Nothing that I saw or experienced in prison offended my moral sensibilities more than how Michigan’s jail and prison systems treated the mentally ill. There is a strong safety and cost-based argument to be made for providing better mental health care for mentally ill and addicted inmates but, at the end of the day, no society that calls itself civilized (or a city on a hill) should treat it’s most vulnerable with such utter and callous disregard.
So I will conclude with a quote about what being in prison does to people in Michigan afflicted with mental illness and a quote about the scope of the crisis and needs:
“In addition, reports suggest that stressors experienced during imprisonment are likely to exacerbate pre-existing mental illness. Psychological stressors include the thought of lifetime confinement, separation from one’s family, and the fear of victimization.”

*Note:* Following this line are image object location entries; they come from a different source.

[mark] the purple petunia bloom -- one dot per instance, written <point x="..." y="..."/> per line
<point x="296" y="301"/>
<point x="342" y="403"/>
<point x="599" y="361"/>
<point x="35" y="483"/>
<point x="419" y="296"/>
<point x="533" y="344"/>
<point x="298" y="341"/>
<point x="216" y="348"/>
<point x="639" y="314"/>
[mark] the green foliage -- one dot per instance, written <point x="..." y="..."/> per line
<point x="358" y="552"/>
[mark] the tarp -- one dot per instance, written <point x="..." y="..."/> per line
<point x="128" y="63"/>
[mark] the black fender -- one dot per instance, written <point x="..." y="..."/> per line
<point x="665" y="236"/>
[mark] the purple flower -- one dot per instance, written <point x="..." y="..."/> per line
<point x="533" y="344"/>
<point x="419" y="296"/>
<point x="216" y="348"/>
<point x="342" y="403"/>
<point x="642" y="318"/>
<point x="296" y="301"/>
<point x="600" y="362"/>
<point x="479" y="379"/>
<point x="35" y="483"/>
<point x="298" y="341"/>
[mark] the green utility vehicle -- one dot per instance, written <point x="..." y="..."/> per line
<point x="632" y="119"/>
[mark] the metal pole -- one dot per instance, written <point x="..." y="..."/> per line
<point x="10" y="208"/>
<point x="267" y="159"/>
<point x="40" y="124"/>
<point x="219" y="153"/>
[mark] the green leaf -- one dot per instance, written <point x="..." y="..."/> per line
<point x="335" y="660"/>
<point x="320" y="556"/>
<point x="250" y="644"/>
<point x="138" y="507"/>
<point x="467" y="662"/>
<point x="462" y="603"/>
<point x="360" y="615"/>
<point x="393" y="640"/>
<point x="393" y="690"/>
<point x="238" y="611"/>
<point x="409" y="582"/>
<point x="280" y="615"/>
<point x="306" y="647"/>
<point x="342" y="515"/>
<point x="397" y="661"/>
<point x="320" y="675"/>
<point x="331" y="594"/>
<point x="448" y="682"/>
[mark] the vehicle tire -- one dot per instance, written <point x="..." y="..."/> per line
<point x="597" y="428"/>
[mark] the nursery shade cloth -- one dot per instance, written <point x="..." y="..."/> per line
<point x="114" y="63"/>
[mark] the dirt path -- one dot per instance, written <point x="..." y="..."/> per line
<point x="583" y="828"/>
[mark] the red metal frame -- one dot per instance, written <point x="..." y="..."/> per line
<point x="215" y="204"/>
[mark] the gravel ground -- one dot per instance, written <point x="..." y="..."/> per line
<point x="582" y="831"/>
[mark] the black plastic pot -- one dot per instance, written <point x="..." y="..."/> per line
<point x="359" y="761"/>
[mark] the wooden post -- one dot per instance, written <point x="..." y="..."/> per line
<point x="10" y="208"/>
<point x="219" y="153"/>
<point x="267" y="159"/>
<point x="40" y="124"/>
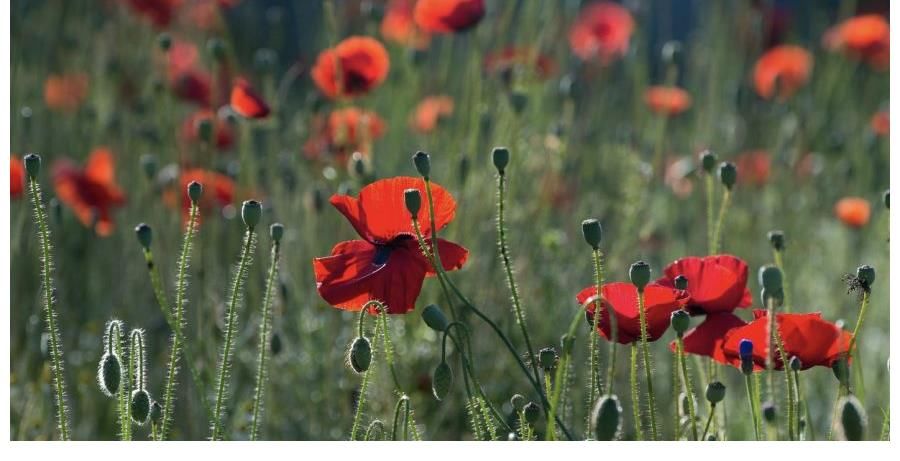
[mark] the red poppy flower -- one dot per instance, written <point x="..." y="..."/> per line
<point x="814" y="341"/>
<point x="715" y="283"/>
<point x="430" y="111"/>
<point x="91" y="192"/>
<point x="354" y="67"/>
<point x="667" y="100"/>
<point x="446" y="16"/>
<point x="17" y="177"/>
<point x="246" y="101"/>
<point x="781" y="71"/>
<point x="399" y="27"/>
<point x="622" y="298"/>
<point x="853" y="211"/>
<point x="387" y="264"/>
<point x="602" y="31"/>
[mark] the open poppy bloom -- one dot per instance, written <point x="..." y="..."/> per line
<point x="602" y="31"/>
<point x="667" y="100"/>
<point x="354" y="67"/>
<point x="91" y="192"/>
<point x="814" y="341"/>
<point x="716" y="283"/>
<point x="387" y="264"/>
<point x="853" y="211"/>
<point x="622" y="299"/>
<point x="399" y="27"/>
<point x="781" y="71"/>
<point x="446" y="16"/>
<point x="246" y="101"/>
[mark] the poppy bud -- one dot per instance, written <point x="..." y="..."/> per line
<point x="144" y="234"/>
<point x="681" y="321"/>
<point x="276" y="231"/>
<point x="422" y="161"/>
<point x="640" y="275"/>
<point x="140" y="407"/>
<point x="776" y="238"/>
<point x="715" y="392"/>
<point x="360" y="354"/>
<point x="441" y="380"/>
<point x="32" y="165"/>
<point x="593" y="232"/>
<point x="547" y="358"/>
<point x="606" y="418"/>
<point x="195" y="190"/>
<point x="866" y="274"/>
<point x="853" y="418"/>
<point x="413" y="200"/>
<point x="532" y="412"/>
<point x="251" y="212"/>
<point x="728" y="174"/>
<point x="500" y="157"/>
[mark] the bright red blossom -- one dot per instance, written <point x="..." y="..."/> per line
<point x="386" y="265"/>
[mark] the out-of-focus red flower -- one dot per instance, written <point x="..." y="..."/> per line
<point x="386" y="265"/>
<point x="622" y="298"/>
<point x="430" y="111"/>
<point x="354" y="67"/>
<point x="16" y="177"/>
<point x="716" y="283"/>
<point x="667" y="100"/>
<point x="91" y="192"/>
<point x="65" y="92"/>
<point x="246" y="101"/>
<point x="447" y="16"/>
<point x="399" y="27"/>
<point x="865" y="37"/>
<point x="781" y="71"/>
<point x="602" y="31"/>
<point x="853" y="211"/>
<point x="808" y="337"/>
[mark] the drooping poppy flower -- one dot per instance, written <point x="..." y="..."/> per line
<point x="16" y="177"/>
<point x="430" y="111"/>
<point x="602" y="32"/>
<point x="246" y="101"/>
<point x="622" y="299"/>
<point x="865" y="37"/>
<point x="65" y="92"/>
<point x="386" y="265"/>
<point x="399" y="27"/>
<point x="781" y="71"/>
<point x="448" y="16"/>
<point x="814" y="341"/>
<point x="354" y="67"/>
<point x="91" y="192"/>
<point x="716" y="283"/>
<point x="667" y="100"/>
<point x="853" y="211"/>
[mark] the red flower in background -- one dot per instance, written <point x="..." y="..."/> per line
<point x="602" y="31"/>
<point x="361" y="62"/>
<point x="667" y="100"/>
<point x="814" y="341"/>
<point x="387" y="264"/>
<point x="446" y="16"/>
<point x="622" y="298"/>
<point x="246" y="101"/>
<point x="715" y="283"/>
<point x="781" y="71"/>
<point x="91" y="192"/>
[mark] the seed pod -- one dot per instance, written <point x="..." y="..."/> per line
<point x="606" y="418"/>
<point x="441" y="380"/>
<point x="360" y="354"/>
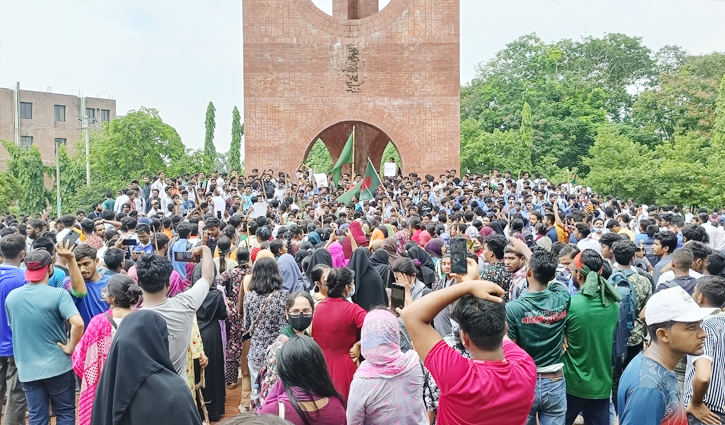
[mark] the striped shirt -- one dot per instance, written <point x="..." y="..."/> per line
<point x="714" y="351"/>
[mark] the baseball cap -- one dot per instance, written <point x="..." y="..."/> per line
<point x="676" y="305"/>
<point x="36" y="265"/>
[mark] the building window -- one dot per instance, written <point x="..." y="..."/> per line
<point x="26" y="111"/>
<point x="60" y="113"/>
<point x="26" y="142"/>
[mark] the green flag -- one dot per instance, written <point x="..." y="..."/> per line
<point x="370" y="183"/>
<point x="353" y="191"/>
<point x="345" y="158"/>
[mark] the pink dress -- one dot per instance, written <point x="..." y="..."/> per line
<point x="88" y="360"/>
<point x="334" y="328"/>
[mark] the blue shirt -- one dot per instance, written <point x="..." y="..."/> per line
<point x="11" y="277"/>
<point x="58" y="278"/>
<point x="37" y="315"/>
<point x="146" y="249"/>
<point x="649" y="395"/>
<point x="92" y="303"/>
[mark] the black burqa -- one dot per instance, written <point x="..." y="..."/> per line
<point x="319" y="256"/>
<point x="139" y="385"/>
<point x="369" y="286"/>
<point x="380" y="261"/>
<point x="426" y="264"/>
<point x="212" y="310"/>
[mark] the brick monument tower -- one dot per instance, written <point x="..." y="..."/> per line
<point x="392" y="74"/>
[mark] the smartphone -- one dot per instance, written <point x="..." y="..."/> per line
<point x="397" y="296"/>
<point x="459" y="252"/>
<point x="185" y="257"/>
<point x="71" y="237"/>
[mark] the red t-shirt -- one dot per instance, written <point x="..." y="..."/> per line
<point x="480" y="393"/>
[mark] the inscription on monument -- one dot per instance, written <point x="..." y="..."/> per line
<point x="353" y="82"/>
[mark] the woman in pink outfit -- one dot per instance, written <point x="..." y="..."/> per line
<point x="90" y="354"/>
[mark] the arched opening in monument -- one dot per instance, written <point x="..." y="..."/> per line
<point x="370" y="142"/>
<point x="351" y="9"/>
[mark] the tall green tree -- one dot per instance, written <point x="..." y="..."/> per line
<point x="319" y="158"/>
<point x="619" y="166"/>
<point x="235" y="149"/>
<point x="572" y="86"/>
<point x="136" y="144"/>
<point x="526" y="138"/>
<point x="716" y="153"/>
<point x="9" y="190"/>
<point x="209" y="149"/>
<point x="26" y="166"/>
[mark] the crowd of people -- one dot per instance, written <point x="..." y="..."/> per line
<point x="167" y="296"/>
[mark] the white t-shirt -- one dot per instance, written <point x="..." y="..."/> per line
<point x="179" y="313"/>
<point x="219" y="204"/>
<point x="670" y="275"/>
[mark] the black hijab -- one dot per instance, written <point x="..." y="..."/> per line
<point x="303" y="252"/>
<point x="212" y="309"/>
<point x="380" y="262"/>
<point x="426" y="264"/>
<point x="139" y="384"/>
<point x="319" y="256"/>
<point x="498" y="227"/>
<point x="369" y="287"/>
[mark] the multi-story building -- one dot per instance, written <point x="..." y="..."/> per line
<point x="44" y="119"/>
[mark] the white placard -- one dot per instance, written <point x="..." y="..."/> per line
<point x="321" y="180"/>
<point x="258" y="210"/>
<point x="391" y="169"/>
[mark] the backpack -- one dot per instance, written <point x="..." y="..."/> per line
<point x="627" y="313"/>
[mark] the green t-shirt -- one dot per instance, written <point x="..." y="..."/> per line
<point x="588" y="359"/>
<point x="536" y="322"/>
<point x="37" y="315"/>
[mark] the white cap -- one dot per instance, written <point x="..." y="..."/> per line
<point x="676" y="305"/>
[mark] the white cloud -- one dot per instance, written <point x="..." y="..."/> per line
<point x="176" y="56"/>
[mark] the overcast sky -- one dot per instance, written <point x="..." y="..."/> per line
<point x="178" y="55"/>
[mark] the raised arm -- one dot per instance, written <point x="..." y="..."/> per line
<point x="419" y="315"/>
<point x="700" y="384"/>
<point x="77" y="284"/>
<point x="76" y="332"/>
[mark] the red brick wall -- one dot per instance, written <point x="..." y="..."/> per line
<point x="396" y="70"/>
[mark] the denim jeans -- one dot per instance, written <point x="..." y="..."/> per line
<point x="595" y="411"/>
<point x="15" y="406"/>
<point x="550" y="402"/>
<point x="691" y="420"/>
<point x="61" y="390"/>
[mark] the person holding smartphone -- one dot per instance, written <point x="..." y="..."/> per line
<point x="497" y="384"/>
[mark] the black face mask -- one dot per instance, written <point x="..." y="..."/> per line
<point x="300" y="323"/>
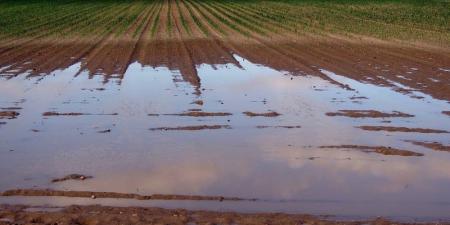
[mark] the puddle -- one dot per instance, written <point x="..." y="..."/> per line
<point x="284" y="168"/>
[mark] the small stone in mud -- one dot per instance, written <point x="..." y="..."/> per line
<point x="266" y="114"/>
<point x="192" y="128"/>
<point x="104" y="131"/>
<point x="367" y="113"/>
<point x="9" y="114"/>
<point x="200" y="114"/>
<point x="72" y="177"/>
<point x="377" y="149"/>
<point x="198" y="102"/>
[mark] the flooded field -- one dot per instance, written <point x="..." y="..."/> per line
<point x="224" y="112"/>
<point x="264" y="133"/>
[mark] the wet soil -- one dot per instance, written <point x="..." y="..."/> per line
<point x="368" y="113"/>
<point x="72" y="177"/>
<point x="193" y="128"/>
<point x="264" y="114"/>
<point x="377" y="149"/>
<point x="89" y="194"/>
<point x="77" y="114"/>
<point x="402" y="129"/>
<point x="200" y="114"/>
<point x="89" y="215"/>
<point x="287" y="127"/>
<point x="8" y="114"/>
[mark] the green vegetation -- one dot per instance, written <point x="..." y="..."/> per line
<point x="411" y="20"/>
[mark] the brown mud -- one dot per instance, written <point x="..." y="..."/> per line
<point x="200" y="114"/>
<point x="287" y="127"/>
<point x="264" y="114"/>
<point x="72" y="177"/>
<point x="193" y="128"/>
<point x="401" y="129"/>
<point x="305" y="57"/>
<point x="8" y="114"/>
<point x="95" y="214"/>
<point x="376" y="149"/>
<point x="368" y="114"/>
<point x="90" y="194"/>
<point x="77" y="114"/>
<point x="432" y="145"/>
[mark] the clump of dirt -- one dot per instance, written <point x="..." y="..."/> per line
<point x="104" y="131"/>
<point x="93" y="194"/>
<point x="8" y="114"/>
<point x="401" y="129"/>
<point x="377" y="149"/>
<point x="432" y="145"/>
<point x="11" y="108"/>
<point x="72" y="177"/>
<point x="200" y="114"/>
<point x="265" y="114"/>
<point x="193" y="128"/>
<point x="287" y="127"/>
<point x="368" y="113"/>
<point x="77" y="114"/>
<point x="96" y="214"/>
<point x="197" y="102"/>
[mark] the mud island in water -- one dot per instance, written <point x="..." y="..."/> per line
<point x="224" y="112"/>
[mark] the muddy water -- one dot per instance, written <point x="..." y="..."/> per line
<point x="280" y="160"/>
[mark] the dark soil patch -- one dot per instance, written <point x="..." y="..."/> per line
<point x="193" y="128"/>
<point x="72" y="177"/>
<point x="432" y="145"/>
<point x="368" y="113"/>
<point x="377" y="149"/>
<point x="266" y="114"/>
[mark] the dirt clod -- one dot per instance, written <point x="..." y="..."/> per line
<point x="264" y="114"/>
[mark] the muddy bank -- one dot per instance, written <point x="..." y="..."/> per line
<point x="432" y="145"/>
<point x="367" y="113"/>
<point x="287" y="127"/>
<point x="193" y="128"/>
<point x="90" y="194"/>
<point x="418" y="68"/>
<point x="200" y="114"/>
<point x="376" y="149"/>
<point x="8" y="114"/>
<point x="95" y="214"/>
<point x="71" y="177"/>
<point x="401" y="129"/>
<point x="77" y="114"/>
<point x="264" y="114"/>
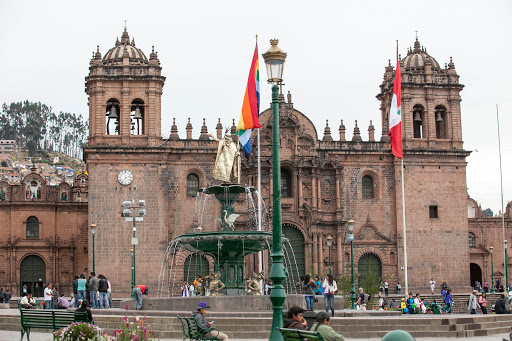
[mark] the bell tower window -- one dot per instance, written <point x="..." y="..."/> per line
<point x="113" y="117"/>
<point x="419" y="123"/>
<point x="441" y="123"/>
<point x="137" y="117"/>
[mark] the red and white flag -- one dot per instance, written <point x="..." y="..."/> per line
<point x="395" y="117"/>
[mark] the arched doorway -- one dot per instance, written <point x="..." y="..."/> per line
<point x="369" y="269"/>
<point x="294" y="256"/>
<point x="33" y="275"/>
<point x="475" y="274"/>
<point x="195" y="264"/>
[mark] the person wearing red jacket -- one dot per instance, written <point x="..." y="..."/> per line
<point x="138" y="291"/>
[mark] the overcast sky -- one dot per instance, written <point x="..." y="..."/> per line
<point x="337" y="52"/>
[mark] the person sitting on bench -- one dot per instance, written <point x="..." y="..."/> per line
<point x="28" y="302"/>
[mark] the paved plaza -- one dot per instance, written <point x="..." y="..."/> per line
<point x="12" y="335"/>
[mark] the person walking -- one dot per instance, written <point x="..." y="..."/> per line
<point x="205" y="327"/>
<point x="309" y="291"/>
<point x="330" y="288"/>
<point x="81" y="284"/>
<point x="103" y="291"/>
<point x="322" y="325"/>
<point x="486" y="287"/>
<point x="360" y="303"/>
<point x="185" y="289"/>
<point x="48" y="292"/>
<point x="94" y="284"/>
<point x="138" y="291"/>
<point x="483" y="303"/>
<point x="472" y="303"/>
<point x="448" y="300"/>
<point x="432" y="285"/>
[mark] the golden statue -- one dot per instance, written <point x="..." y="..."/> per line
<point x="253" y="285"/>
<point x="215" y="284"/>
<point x="227" y="164"/>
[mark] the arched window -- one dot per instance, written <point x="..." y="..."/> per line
<point x="137" y="117"/>
<point x="441" y="123"/>
<point x="192" y="185"/>
<point x="113" y="117"/>
<point x="32" y="228"/>
<point x="471" y="240"/>
<point x="286" y="183"/>
<point x="367" y="184"/>
<point x="418" y="119"/>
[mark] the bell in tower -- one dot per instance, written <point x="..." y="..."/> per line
<point x="124" y="90"/>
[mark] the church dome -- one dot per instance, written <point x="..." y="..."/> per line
<point x="417" y="58"/>
<point x="114" y="56"/>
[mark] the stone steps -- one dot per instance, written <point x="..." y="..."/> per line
<point x="351" y="327"/>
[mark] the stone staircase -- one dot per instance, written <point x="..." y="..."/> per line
<point x="257" y="325"/>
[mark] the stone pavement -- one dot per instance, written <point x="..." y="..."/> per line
<point x="15" y="335"/>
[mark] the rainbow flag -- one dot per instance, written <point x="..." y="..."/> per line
<point x="249" y="117"/>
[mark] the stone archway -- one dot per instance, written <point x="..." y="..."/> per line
<point x="33" y="275"/>
<point x="369" y="263"/>
<point x="475" y="273"/>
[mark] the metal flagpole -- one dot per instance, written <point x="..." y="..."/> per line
<point x="403" y="218"/>
<point x="502" y="211"/>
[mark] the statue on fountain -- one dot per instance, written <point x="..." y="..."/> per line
<point x="227" y="164"/>
<point x="253" y="285"/>
<point x="216" y="284"/>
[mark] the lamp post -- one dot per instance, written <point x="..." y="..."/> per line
<point x="350" y="238"/>
<point x="128" y="207"/>
<point x="93" y="232"/>
<point x="492" y="271"/>
<point x="506" y="265"/>
<point x="274" y="61"/>
<point x="329" y="244"/>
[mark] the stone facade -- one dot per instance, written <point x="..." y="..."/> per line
<point x="324" y="178"/>
<point x="44" y="233"/>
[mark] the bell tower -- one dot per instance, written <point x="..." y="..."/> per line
<point x="124" y="90"/>
<point x="431" y="117"/>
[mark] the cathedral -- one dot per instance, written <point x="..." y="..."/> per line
<point x="327" y="179"/>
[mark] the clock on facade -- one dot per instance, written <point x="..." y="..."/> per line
<point x="125" y="177"/>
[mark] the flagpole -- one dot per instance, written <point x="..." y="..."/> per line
<point x="403" y="219"/>
<point x="502" y="211"/>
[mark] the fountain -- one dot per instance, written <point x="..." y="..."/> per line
<point x="227" y="247"/>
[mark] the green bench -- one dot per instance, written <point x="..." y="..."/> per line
<point x="191" y="330"/>
<point x="48" y="319"/>
<point x="300" y="335"/>
<point x="38" y="304"/>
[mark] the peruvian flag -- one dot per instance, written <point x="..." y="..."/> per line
<point x="395" y="117"/>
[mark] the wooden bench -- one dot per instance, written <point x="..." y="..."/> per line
<point x="300" y="335"/>
<point x="48" y="319"/>
<point x="191" y="330"/>
<point x="38" y="304"/>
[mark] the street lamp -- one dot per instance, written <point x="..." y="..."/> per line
<point x="93" y="232"/>
<point x="350" y="238"/>
<point x="492" y="271"/>
<point x="274" y="61"/>
<point x="134" y="212"/>
<point x="329" y="244"/>
<point x="506" y="265"/>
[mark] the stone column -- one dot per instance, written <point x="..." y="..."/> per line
<point x="301" y="199"/>
<point x="315" y="252"/>
<point x="339" y="251"/>
<point x="321" y="264"/>
<point x="313" y="187"/>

And finally, as a 2005 assessment of the MDOC by Doctor Terry Kuper’s M.D. M.S.P put it:
The adequacy of mental health services cannot be measured solely in terms of staffing levels or the number of prisoners who receive mental health treatment or are placed in Suicide Observation, with or without medications. Adequate mental health treatment requires the availability of a trained clinician to develop a trusting relationship with a patient in a setting that permits privacy, where confidentiality is respected so that very personal themes can be explored and worked through. Adequate mental health treatment requires a variety of treatment modalities, including but not limited to crisis intervention; psychotropic medications as needed; the availability of a certain number of group activities such as group therapy, psychoeducational groups, facilitated socialization or recreational activities, and psychiatric rehabilitation groups that involve psychoeducational programs, training in the skills of daily living and medication compliance; admission to an acute psychiatric hospital as needed; social work outreach to family members as needed; and after-care planning so that the disturbed individual is not returned to the environment that caused a breakdown but rather is provided with the ongoing care and social supports needed to sustain his mental health. For example, placement in a cold observation cell with no clothing nor other amenities and a daily cell-front chat with a mental health worker, followed by return to a segregation cell with nothing but brief cell-front follow-up assessments, by no means constitutes adequate treatment for depression with a suicidal crisis.
We need to do better for Michigan’s mentally ill (many of whom are in our prisons and jails). Thanks for your attention.